Okay looks like our small LLM doesn’t do what we want it to do… it starts to reply with Python text or unreliably extracts foods and drinks from text in a non-uniform format.

No matter, we can fine-tune it so it does our specific task!

12 Fine-tuning our model

Steps:

  1. Setup SFTConfig (Supervised Fine-tuning Config) - https://huggingface.co/docs/trl/v0.26.2/en/sft_trainer#trl.SFTConfig
  2. Use SFTTrainer to train our model on our supervised samples (from our dataset above) - https://huggingface.co/docs/trl/v0.26.2/en/sft_trainer#trl.SFTTrainer
# Setting up our SFTConfig
from trl import SFTConfig

torch_dtype = model.dtype

CHECKPOINT_DIR_NAME = "./checkpoint_models"
BASE_LEARNING_RATE = 5e-5

print(f"[INFO] Using dtype: {torch_dtype}")
print(f"[INFO] Using learning rate: {BASE_LEARNING_RATE}")

sft_config = SFTConfig(
    output_dir=CHECKPOINT_DIR_NAME,
    max_length=512,
    packing=False,
    num_train_epochs=3,
    per_device_train_batch_size=16, # Note: you can change this depending on the amount of VRAM your GPU has
    per_device_eval_batch_size=16,
    gradient_checkpointing=False,
    optim="adamw_torch_fused", # Note: if you try "adamw", you will get an error
    logging_steps=1,
    save_strategy="epoch",
    eval_strategy="epoch",
    learning_rate=BASE_LEARNING_RATE,
    fp16=True if torch_dtype == torch.float16 else False,
    bf16=True if torch_dtype == torch.float16 else False,
    lr_scheduler_type="constant",
    push_to_hub=False,
    report_to=None
)

# There are a lot of settings in the sft_config, so feel free to uncomment this and inspect it if you want
#sft_config
[INFO] Using dtype: torch.bfloat16
[INFO] Using learning rate: 5e-05

Config setup, now we can train our model with SFTTrainer!

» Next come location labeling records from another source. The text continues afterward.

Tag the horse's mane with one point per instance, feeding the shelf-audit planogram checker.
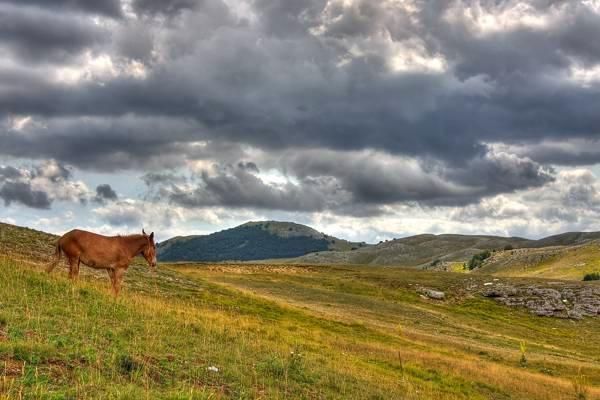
(131, 236)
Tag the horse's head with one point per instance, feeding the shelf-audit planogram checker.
(149, 251)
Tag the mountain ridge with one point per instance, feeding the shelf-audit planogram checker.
(253, 240)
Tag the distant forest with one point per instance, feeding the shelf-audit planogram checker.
(242, 243)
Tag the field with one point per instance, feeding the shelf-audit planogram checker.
(212, 331)
(558, 262)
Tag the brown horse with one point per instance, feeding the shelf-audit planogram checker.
(112, 253)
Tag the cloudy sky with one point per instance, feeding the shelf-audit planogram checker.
(365, 119)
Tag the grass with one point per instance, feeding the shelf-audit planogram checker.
(569, 263)
(279, 332)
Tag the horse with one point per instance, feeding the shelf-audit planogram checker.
(112, 253)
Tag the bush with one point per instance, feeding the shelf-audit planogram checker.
(594, 276)
(477, 260)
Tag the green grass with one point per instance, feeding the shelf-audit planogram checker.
(568, 263)
(280, 332)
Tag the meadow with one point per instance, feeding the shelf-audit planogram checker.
(246, 331)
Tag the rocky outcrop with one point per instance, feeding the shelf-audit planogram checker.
(432, 294)
(562, 301)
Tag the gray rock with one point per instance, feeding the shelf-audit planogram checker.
(433, 294)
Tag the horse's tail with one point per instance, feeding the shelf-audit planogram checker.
(56, 258)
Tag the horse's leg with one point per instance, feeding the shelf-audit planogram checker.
(118, 272)
(56, 260)
(76, 273)
(111, 275)
(73, 267)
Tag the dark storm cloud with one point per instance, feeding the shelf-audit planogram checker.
(41, 35)
(110, 8)
(40, 185)
(317, 76)
(237, 187)
(21, 192)
(105, 193)
(168, 7)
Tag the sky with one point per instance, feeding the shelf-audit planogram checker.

# Supervised Fine-Tuning = provide input and desired output samples
from trl import SFTTrainer

# Create Trainer object
trainer = SFTTrainer(
    model=model,
    args=sft_config,
    train_dataset=dataset["train"],
    eval_dataset=dataset["test"],
    processing_class=tokenizer 
)

trainer.train()
The model is already on multiple devices. Skipping the move to device specified in `args`.
The tokenizer has new PAD/BOS/EOS tokens that differ from the model config and generation config. The model config and generation config were aligned accordingly, being updated with the tokenizer's values. Updated tokens: {'bos_token_id': 2, 'pad_token_id': 0}.
[213/213 05:18, Epoch 3/3]
Epoch Training Loss Validation Loss Entropy Num Tokens Mean Token Accuracy
1 1.761000 2.275403 2.180556 170969.000000 0.572724
2 1.500400 2.291959 1.943576 341938.000000 0.574516
3 1.542500 2.369414 1.751302 512907.000000 0.573615

TrainOutput(global_step=213, training_loss=1.8445255733991452, metrics={'train_runtime': 321.0184, 'train_samples_per_second': 10.616, 'train_steps_per_second': 0.664, 'total_flos': 873751312465920.0, 'train_loss': 1.8445255733991452, 'epoch': 3.0})

Woohoo! Looks like our training accuracy went up.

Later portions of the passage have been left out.